Kolomogorov-Smirnov test is a form of minimum distance estimation. In this aspect, we used it as a nonparametric test of equality for comparing distributions from our biological replicates. The KS test statistics quantifies the distance between the cumulative distributions of our replicates and thus can be viewed as a measure of agreement between them. The threshold number of transcripts was changed with each application of the KS test and the KS statistics were recorded. The final threshold count is the one which corresponds to the first instance of a minimum point in the KS statistics value.

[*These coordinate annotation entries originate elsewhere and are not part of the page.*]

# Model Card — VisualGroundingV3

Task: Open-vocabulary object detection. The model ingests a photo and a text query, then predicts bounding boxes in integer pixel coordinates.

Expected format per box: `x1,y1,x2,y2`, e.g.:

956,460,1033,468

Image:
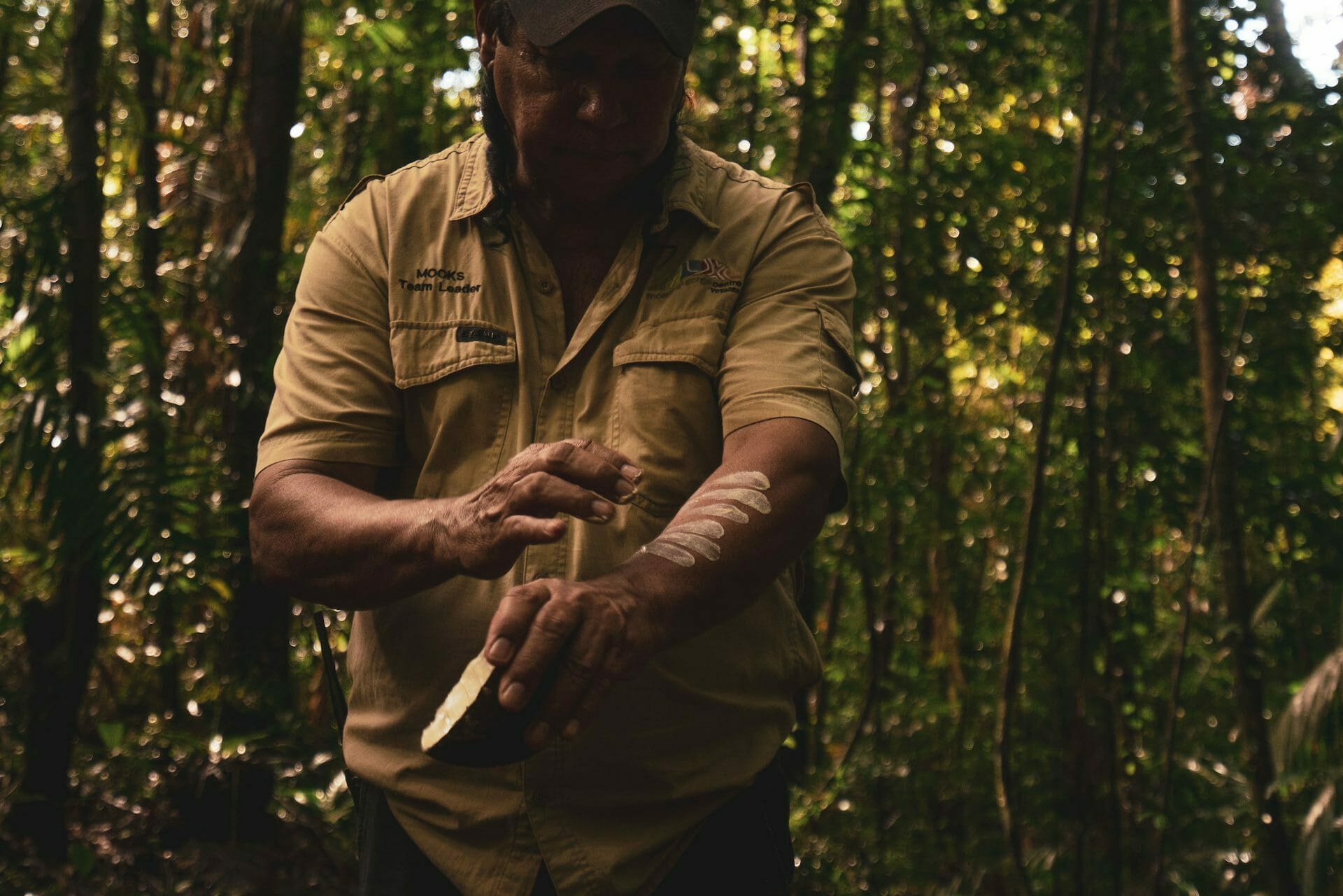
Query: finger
499,595,581,712
527,625,610,750
508,471,615,522
485,579,550,671
499,515,569,547
564,438,644,482
536,439,642,501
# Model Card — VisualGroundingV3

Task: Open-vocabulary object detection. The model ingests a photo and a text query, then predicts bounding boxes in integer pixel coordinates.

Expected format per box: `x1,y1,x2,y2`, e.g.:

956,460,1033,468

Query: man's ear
473,0,495,69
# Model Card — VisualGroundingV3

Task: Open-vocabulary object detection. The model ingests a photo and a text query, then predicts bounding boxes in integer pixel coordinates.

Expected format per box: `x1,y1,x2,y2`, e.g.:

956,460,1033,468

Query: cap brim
512,0,698,58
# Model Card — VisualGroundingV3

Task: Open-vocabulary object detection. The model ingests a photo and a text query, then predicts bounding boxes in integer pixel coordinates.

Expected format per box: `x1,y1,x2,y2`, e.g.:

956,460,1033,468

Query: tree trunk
994,0,1108,893
1170,0,1299,896
223,0,304,730
130,0,180,715
1254,0,1314,93
797,0,872,215
7,0,106,861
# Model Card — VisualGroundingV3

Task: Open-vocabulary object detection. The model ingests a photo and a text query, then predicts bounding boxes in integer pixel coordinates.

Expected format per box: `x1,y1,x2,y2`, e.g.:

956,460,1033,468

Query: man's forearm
613,419,838,646
253,470,460,610
251,439,641,610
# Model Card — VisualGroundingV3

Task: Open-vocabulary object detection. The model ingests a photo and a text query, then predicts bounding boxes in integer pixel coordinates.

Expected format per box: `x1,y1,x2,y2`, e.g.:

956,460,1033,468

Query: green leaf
98,721,126,753
70,842,98,877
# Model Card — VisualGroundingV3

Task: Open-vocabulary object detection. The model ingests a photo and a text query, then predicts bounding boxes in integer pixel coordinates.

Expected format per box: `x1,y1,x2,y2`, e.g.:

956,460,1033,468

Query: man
251,0,857,896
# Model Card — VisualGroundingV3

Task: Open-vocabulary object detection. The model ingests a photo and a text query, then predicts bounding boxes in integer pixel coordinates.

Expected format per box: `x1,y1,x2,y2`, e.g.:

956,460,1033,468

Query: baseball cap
509,0,699,58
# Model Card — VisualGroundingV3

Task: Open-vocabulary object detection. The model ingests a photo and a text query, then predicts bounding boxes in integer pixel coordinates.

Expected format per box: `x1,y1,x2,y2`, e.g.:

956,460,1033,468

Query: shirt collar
447,134,718,232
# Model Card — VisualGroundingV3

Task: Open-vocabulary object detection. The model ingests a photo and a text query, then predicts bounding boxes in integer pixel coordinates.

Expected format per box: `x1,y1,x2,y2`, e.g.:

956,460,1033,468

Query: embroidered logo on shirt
658,258,741,294
396,267,481,293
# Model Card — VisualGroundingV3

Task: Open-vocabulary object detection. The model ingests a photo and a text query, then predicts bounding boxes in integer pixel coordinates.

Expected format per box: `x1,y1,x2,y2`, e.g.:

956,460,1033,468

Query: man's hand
250,439,639,610
441,439,639,579
485,575,661,750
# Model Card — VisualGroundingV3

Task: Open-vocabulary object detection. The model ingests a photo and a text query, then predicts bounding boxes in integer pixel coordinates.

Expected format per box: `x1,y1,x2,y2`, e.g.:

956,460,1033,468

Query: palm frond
1273,648,1343,772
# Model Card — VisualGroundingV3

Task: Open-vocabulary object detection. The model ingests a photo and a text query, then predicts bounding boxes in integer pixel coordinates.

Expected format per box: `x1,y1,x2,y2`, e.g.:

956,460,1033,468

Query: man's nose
579,80,629,130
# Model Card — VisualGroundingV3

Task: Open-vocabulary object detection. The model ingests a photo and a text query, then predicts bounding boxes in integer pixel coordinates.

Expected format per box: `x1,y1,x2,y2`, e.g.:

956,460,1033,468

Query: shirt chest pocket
611,315,727,517
390,320,517,497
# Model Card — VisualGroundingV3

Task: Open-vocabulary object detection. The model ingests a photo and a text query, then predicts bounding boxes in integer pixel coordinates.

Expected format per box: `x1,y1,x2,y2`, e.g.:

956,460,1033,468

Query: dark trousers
359,759,794,896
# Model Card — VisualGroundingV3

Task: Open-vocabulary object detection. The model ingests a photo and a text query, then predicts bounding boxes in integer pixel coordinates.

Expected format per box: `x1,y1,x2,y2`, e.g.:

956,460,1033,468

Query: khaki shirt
258,137,857,896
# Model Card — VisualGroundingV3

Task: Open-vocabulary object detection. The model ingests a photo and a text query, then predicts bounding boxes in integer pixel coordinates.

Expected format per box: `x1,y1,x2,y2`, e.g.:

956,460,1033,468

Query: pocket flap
611,315,727,376
390,320,517,388
816,305,862,397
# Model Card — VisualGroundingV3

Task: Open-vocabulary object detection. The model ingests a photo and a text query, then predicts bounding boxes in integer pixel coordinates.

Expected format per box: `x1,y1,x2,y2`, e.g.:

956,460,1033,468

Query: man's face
481,8,683,204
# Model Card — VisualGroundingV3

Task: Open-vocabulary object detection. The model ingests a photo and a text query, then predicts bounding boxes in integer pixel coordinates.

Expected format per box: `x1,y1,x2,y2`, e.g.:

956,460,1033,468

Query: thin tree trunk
7,0,106,861
1254,0,1314,93
130,0,180,715
797,0,872,215
1170,0,1299,896
223,0,304,725
994,0,1108,893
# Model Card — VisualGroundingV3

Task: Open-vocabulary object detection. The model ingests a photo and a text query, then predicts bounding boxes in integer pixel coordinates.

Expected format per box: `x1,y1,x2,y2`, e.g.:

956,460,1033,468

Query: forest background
0,0,1343,896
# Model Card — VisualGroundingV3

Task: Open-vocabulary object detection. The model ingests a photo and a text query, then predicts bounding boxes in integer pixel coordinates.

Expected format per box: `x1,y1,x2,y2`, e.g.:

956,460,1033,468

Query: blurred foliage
0,0,1343,895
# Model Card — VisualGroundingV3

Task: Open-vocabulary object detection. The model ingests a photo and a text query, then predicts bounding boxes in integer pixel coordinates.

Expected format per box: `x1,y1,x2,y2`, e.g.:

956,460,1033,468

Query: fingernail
485,638,513,662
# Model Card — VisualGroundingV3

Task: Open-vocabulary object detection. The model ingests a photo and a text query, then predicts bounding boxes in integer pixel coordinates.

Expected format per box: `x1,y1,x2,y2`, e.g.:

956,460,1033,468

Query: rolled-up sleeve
257,183,402,473
718,187,858,505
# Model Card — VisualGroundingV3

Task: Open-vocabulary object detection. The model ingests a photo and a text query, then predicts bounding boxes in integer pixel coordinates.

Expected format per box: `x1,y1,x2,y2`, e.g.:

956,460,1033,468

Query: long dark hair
477,0,685,242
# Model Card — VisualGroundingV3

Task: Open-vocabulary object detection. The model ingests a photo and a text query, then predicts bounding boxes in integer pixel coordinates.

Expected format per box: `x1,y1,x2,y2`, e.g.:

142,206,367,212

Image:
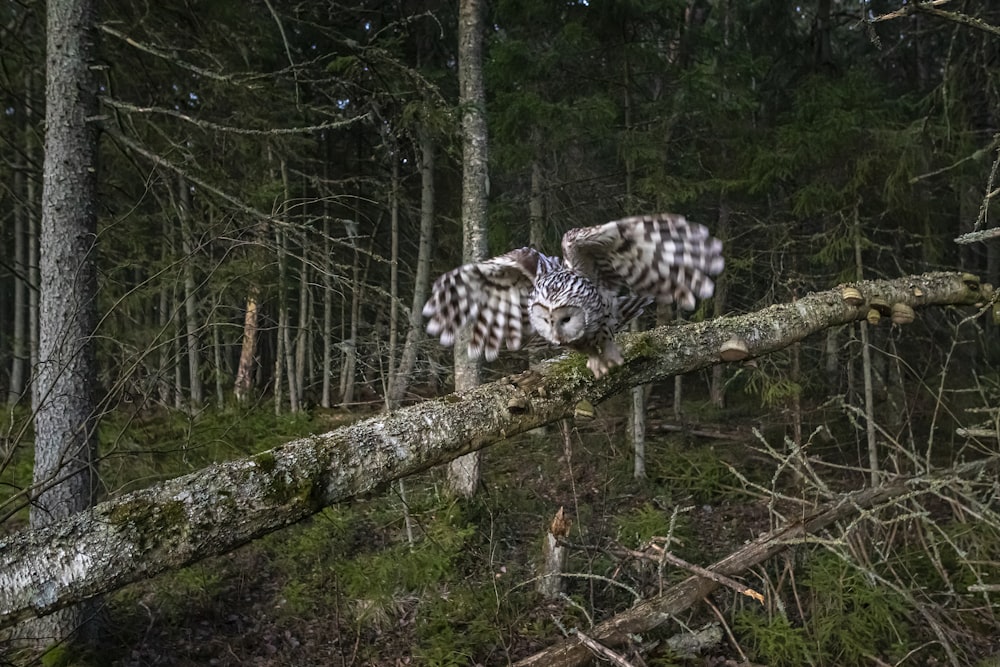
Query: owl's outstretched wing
423,248,559,361
562,213,725,310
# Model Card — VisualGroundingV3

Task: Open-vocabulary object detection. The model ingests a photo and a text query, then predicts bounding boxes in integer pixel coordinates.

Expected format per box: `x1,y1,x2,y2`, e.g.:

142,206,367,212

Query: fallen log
0,273,989,628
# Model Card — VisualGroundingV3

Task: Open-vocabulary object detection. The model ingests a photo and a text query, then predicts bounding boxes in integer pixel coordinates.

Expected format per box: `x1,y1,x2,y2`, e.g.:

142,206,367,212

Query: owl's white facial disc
529,301,586,345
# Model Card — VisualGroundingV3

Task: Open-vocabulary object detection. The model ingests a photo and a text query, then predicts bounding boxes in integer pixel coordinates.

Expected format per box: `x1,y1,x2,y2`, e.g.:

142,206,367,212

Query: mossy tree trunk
0,273,988,627
448,0,489,498
20,0,99,644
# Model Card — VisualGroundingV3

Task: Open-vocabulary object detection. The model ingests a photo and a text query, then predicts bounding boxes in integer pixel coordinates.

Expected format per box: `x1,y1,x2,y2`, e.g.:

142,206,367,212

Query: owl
423,213,724,378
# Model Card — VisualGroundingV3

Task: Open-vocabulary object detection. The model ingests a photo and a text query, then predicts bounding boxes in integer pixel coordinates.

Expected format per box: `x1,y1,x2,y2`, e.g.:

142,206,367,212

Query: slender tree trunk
23,0,98,644
212,322,226,409
233,285,258,403
295,256,312,404
7,164,30,405
320,217,334,408
24,69,41,380
448,0,489,498
274,226,288,415
170,284,185,410
340,221,361,407
854,207,881,487
384,156,399,401
177,178,204,408
709,201,729,409
389,127,434,407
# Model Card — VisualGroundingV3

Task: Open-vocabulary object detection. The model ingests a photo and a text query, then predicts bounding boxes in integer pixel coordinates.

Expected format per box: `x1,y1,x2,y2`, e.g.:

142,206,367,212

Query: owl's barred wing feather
563,213,725,310
423,248,558,361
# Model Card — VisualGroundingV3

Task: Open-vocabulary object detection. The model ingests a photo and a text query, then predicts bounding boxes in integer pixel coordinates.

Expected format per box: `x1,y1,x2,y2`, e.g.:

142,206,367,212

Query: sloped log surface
0,273,988,627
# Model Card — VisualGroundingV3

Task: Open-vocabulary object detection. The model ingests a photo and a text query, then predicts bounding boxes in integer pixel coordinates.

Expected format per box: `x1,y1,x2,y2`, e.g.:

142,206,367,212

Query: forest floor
1,386,1000,667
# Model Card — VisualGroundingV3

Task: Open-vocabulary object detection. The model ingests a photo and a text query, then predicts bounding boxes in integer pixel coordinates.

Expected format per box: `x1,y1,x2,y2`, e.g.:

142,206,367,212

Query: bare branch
0,273,987,632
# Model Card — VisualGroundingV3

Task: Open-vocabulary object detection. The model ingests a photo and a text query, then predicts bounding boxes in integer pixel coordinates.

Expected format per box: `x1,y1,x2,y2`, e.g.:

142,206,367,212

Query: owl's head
530,299,587,345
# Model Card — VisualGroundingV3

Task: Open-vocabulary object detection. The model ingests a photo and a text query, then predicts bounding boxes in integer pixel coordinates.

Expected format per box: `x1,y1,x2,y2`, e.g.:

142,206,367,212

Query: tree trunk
156,216,175,407
22,0,98,643
233,285,257,403
0,273,988,636
854,207,881,486
389,127,434,407
448,0,489,498
274,226,288,415
212,322,226,410
293,253,312,404
7,157,31,405
177,177,204,408
709,200,729,409
340,221,361,408
320,217,334,408
383,157,399,400
24,69,41,380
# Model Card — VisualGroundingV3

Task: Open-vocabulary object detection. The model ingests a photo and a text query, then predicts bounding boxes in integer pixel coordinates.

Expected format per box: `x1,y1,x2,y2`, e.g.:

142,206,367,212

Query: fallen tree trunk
515,456,1000,667
0,273,984,627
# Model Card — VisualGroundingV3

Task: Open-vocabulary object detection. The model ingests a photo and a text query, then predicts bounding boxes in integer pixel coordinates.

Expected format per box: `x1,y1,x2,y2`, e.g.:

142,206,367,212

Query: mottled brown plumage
423,213,724,377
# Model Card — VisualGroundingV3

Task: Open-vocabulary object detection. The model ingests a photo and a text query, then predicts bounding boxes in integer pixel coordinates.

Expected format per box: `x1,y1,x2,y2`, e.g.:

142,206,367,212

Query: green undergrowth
7,406,1000,667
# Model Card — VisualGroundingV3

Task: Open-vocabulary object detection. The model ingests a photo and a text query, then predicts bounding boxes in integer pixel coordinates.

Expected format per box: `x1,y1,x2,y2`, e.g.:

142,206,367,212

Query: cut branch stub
892,303,916,325
868,296,892,317
840,287,865,308
719,336,750,361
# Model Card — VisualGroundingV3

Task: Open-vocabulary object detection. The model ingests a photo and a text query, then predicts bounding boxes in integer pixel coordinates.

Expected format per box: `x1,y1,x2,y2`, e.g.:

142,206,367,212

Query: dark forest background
0,0,1000,665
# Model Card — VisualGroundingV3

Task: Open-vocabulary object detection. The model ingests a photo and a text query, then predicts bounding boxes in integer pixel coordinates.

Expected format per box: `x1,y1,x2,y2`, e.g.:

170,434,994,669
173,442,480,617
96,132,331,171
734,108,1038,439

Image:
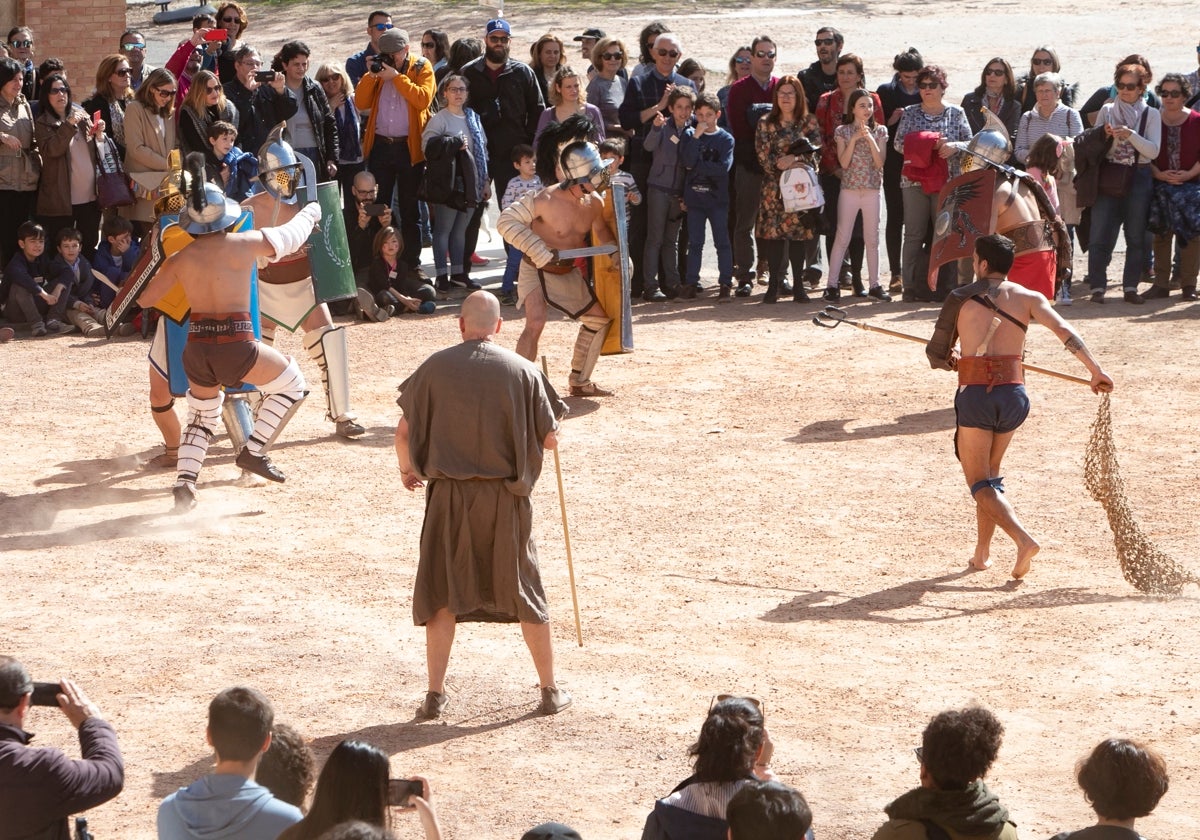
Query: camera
29,683,62,707
371,55,396,73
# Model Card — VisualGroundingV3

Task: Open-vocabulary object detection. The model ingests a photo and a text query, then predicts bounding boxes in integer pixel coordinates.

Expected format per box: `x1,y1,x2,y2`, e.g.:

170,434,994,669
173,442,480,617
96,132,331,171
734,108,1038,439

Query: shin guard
246,359,306,455
304,326,354,422
175,390,224,485
570,314,612,385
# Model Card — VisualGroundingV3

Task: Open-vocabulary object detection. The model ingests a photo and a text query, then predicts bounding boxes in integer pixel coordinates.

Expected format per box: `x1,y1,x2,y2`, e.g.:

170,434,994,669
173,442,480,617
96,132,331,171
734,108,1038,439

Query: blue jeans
1087,166,1153,292
688,202,733,286
430,204,474,276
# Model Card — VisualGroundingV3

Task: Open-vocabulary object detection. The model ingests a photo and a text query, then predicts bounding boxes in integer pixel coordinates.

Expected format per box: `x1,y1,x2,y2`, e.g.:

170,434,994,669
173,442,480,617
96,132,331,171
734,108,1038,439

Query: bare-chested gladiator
496,142,624,397
138,156,320,510
925,234,1112,580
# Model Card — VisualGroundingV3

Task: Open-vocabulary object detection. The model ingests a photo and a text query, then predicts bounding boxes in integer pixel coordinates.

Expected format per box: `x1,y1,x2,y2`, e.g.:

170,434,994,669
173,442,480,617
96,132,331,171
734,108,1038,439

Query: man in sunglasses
618,32,696,299
119,29,154,90
346,10,392,85
796,26,845,114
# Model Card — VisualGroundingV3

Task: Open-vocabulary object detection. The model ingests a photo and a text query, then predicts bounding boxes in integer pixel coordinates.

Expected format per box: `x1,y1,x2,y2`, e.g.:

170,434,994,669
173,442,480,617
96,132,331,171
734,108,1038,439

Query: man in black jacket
224,47,300,155
462,18,546,201
0,656,125,840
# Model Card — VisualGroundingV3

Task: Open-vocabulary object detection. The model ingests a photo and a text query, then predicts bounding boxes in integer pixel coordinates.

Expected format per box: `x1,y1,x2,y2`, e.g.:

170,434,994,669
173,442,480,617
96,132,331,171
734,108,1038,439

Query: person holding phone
278,740,442,840
0,655,125,838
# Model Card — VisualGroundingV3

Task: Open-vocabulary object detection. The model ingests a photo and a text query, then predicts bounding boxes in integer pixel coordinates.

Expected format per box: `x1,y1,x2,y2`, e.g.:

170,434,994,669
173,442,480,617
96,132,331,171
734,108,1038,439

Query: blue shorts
954,384,1030,434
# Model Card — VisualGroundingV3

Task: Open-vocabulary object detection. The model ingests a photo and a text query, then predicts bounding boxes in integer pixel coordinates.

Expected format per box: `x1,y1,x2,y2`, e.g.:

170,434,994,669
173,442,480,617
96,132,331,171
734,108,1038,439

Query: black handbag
96,137,137,210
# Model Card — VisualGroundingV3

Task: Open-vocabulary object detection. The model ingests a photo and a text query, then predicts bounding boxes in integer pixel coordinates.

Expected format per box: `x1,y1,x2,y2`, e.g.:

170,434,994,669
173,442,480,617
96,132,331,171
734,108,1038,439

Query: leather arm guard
925,280,988,371
496,193,558,269
263,202,320,263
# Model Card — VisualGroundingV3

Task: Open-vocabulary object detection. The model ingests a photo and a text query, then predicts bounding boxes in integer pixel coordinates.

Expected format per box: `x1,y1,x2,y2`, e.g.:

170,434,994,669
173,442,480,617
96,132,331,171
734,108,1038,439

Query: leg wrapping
304,326,354,422
246,359,305,455
175,390,224,485
570,314,612,385
971,475,1004,497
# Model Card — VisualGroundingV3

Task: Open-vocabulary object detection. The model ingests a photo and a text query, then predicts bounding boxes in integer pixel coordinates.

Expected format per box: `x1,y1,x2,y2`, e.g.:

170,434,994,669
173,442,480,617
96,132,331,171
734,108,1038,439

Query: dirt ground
0,0,1200,840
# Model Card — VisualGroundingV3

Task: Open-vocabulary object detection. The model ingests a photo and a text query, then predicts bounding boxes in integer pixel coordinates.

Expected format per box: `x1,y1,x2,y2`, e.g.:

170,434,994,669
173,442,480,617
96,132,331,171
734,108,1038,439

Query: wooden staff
812,306,1092,385
541,356,583,648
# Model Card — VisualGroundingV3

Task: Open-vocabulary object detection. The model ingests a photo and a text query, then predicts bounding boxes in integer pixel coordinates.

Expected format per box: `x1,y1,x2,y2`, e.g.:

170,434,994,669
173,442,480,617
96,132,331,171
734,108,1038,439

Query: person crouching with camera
354,29,436,278
0,656,125,840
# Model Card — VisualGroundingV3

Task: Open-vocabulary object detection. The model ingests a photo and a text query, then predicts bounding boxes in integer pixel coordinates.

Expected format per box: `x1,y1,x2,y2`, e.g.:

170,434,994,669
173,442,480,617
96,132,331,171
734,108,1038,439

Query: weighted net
1084,394,1200,595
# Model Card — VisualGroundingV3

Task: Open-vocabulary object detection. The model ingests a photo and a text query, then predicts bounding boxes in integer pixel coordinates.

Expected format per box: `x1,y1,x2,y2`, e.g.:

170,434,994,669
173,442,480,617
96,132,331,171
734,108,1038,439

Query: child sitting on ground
4,222,74,338
359,226,438,320
204,120,258,202
500,143,542,306
49,228,104,338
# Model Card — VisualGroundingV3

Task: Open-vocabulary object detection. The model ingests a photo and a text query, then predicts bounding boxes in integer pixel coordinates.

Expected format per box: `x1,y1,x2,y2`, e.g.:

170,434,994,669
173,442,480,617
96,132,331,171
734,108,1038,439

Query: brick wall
0,0,125,92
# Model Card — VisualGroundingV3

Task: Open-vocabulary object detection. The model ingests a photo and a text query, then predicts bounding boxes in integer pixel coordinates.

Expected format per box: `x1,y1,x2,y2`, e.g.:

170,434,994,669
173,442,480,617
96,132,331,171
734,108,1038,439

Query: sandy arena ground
0,0,1200,840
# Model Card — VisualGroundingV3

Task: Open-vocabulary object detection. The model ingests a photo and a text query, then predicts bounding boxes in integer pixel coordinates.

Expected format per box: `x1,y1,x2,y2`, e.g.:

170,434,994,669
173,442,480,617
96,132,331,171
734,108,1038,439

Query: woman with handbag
421,73,491,292
121,67,179,232
1087,64,1163,304
34,73,104,260
82,53,133,164
0,59,42,265
755,76,821,304
823,89,892,300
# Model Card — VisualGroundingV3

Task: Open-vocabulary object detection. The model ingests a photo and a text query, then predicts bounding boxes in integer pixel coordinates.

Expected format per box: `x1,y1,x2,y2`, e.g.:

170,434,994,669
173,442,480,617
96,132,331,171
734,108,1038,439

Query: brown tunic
398,341,566,625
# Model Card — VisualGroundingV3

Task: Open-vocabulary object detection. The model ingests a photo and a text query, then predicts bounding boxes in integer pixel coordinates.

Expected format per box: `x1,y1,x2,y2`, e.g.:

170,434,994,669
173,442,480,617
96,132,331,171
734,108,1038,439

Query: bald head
458,292,500,341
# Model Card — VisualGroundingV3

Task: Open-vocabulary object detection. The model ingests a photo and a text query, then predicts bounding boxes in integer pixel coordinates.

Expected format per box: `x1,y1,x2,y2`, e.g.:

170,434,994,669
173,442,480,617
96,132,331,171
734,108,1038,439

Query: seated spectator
179,70,238,157
34,73,104,259
92,216,142,310
725,781,812,840
874,706,1016,840
0,656,125,840
280,740,436,840
254,724,317,811
49,228,104,338
151,691,302,840
367,227,438,320
1052,738,1169,840
204,120,258,204
4,222,73,338
642,696,773,840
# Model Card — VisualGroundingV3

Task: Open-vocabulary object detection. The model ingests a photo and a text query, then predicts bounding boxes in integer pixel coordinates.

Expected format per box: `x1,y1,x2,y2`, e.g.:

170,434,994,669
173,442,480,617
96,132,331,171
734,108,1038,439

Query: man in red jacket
0,656,125,840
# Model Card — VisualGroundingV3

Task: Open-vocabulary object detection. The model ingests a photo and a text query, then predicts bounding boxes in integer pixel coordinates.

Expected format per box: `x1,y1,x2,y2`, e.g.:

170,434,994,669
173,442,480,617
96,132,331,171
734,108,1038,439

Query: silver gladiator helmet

This condition can be thought of as the first instance when the distributions of miRNA amongst replicates began to be similar. Such an approach can be thought of as a form of adaptive thresholding. The key parameter in a thresholding process is the choice of the threshold value. Usually, this value is arbitrary chosen. Our approach computes this value automatically considering the replicates of our experiments. Threshold values can thus be uniquely generated for each experimental protocol or cell type to differentiate biological significance from background noise. Observation of the distributions of transcripts from deep sequencing suggested the presence of different distributions within each of the intracellular samples. Application of KS statistics to our data ensures that further interpretations are based on reproducible parts of the overall distributions. KS statistics also provide a lower threshold boundary which provided a quantitative justification for selecting candidates for detailed analysis in later stages of the workflow [32].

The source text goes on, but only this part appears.